Alleles are reported in alphabetical order with respect to the positive strand of build 37 of the human genome. The effect is the change per copy of the second allele on a four-point scale of increasing motion sickness. Frequency is the frequency of the alphabetically second allele in the cohort. Quality is imputation r2 for imputed SNPs, call rate for genotyped SNPs. Gene is a proposed candidate gene in the region.

aGenotyped SNPs.

A few associated SNPs are in regions implicated in eye and ear development or balance. For example, our most significant association is with rs66800491 (P = 4.2 × 10−44), located roughly 1 Mb upstream of PVRL3, which encodes the cell adhesion protein Nectin-3. Loss of PVRL3 expression in both humans and mice results in ocular defects (19). The SNP rs10514168 (P = 2.7 × 10−9) is located downstream of TSHZ1, a gene involved in inner ear development in the mouse (20). Another association is with rs2153535 (P = 2.7 × 10−18), located upstream of MUTED, which is implicated in balance (21). Three additional associated SNPs are near genes with major roles in early development: rs2551802 (P = 2 × 10−12) between HOXD3 and HOXD4; rs9906289 (P = 6.4 × 10−11) in HOXB3; and rs149951341 (P = 3.4 × 10−12) near TLE4. The HOXD SNP is in linkage disequilibrium (LD) (r2 ≈ 0.9) with rs2072590, which is associated with ovarian cancer (22).
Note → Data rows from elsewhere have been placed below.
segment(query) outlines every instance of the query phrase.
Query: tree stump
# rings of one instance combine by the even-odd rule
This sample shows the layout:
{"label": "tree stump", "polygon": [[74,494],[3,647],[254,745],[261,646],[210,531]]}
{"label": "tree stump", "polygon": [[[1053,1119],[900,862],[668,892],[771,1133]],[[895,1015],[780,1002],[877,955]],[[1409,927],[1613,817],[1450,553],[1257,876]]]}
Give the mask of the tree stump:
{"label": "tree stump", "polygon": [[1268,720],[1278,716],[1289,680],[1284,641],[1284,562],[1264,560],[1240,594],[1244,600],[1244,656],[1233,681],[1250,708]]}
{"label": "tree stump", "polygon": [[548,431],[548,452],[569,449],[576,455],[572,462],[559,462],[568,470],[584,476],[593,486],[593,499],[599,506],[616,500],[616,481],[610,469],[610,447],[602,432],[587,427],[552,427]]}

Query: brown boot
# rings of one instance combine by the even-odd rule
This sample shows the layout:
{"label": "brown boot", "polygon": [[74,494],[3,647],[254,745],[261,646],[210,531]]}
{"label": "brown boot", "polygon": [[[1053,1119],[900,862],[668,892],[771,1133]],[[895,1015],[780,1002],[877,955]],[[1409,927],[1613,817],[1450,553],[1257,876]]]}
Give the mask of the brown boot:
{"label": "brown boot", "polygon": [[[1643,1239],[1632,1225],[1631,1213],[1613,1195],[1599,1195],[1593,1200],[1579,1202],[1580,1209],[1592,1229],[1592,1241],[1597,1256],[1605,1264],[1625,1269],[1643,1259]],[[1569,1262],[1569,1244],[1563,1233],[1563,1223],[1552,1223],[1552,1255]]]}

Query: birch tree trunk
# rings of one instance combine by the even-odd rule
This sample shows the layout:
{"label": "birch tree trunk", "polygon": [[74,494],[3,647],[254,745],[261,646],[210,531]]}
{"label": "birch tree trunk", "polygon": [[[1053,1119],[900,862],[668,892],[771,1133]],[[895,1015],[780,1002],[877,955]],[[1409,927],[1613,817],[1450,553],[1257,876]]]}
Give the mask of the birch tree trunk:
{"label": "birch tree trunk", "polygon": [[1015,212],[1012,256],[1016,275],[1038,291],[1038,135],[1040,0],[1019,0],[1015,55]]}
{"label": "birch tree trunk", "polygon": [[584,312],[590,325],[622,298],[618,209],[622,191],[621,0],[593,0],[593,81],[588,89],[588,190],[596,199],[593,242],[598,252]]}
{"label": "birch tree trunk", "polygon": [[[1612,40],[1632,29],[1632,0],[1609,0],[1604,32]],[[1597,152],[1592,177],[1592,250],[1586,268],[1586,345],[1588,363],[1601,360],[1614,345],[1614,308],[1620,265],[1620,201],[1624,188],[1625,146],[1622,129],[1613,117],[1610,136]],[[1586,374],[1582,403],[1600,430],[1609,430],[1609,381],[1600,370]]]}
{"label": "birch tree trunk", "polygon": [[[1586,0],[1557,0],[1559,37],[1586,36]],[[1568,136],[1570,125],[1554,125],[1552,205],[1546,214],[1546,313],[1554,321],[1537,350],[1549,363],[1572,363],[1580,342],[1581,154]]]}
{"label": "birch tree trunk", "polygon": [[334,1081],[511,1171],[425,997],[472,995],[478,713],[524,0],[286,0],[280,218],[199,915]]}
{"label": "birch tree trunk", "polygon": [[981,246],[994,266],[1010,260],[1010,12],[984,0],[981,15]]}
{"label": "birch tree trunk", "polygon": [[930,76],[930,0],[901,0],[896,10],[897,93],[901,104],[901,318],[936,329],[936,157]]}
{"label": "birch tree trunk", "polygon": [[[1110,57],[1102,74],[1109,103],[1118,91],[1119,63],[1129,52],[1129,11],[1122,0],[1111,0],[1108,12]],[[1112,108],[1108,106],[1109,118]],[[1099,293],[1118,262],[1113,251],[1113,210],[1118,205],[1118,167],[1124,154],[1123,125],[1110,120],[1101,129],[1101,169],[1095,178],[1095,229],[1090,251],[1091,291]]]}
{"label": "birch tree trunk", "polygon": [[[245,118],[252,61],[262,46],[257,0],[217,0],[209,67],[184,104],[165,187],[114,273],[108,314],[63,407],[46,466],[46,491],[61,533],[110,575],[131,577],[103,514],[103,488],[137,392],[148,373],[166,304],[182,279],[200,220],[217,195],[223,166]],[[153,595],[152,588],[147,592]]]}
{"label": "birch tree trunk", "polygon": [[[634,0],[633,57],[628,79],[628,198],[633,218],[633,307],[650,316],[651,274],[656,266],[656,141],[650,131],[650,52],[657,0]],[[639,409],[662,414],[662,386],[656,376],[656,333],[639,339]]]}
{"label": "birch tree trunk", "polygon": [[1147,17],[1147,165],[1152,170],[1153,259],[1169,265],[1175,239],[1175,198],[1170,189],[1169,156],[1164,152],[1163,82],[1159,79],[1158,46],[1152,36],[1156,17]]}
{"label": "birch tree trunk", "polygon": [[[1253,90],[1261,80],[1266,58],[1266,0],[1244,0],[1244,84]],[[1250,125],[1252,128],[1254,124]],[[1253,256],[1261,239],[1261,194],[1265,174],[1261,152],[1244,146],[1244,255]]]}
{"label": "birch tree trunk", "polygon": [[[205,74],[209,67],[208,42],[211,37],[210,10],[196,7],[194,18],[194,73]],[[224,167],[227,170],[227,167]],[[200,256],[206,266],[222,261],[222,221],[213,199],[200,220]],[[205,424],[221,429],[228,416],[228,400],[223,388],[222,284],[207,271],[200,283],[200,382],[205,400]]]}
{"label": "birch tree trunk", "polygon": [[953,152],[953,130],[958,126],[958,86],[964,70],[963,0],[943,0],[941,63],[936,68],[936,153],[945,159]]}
Several other associated SNPs are located near genes involved in neurological processes including synapse development and function: rs11713169 (P = 5.9 × 10−13) in NLGN1 encoding neuroligin; rs6069325 (P = 7.2 × 10−21) upstream of CBLN4 encoding a member of the cerebellin precursor protein family; rs62018380 (P = 1.7 × 10−9) downstream of MCTP2, a gene involved in intercellular signal transduction and synapse function; rs7957589 in PDZRN4 (P = 7.9 × 10−10) near CNTN1 (contactin 1), which plays a role in axon guidance during neural development (23); and two independent SNPs, rs4343996 and rs34912216 (P = 8.7 × 10−11 and 2.7 × 10−8, respectively) in SDK1 encoding sidekick-1, a cell adhesion molecule that localizes to synapses. The SNP rs2150864 (P = 6.3 × 10−15) is located ∼1.5 Mb upstream of LINGO2, a gene implicated in essential tremor (24). Additional associated SNPs in or near genes in neurological pathways include: rs9834560 (P = 9.7 × 10−15) in CPNE4 encoding copine-4, and two independent SNPS in or near AUTS2 (rs1195218 and rs6946969 (P = 4.5 × 10−22 and 1.9 × 10−9, respectively).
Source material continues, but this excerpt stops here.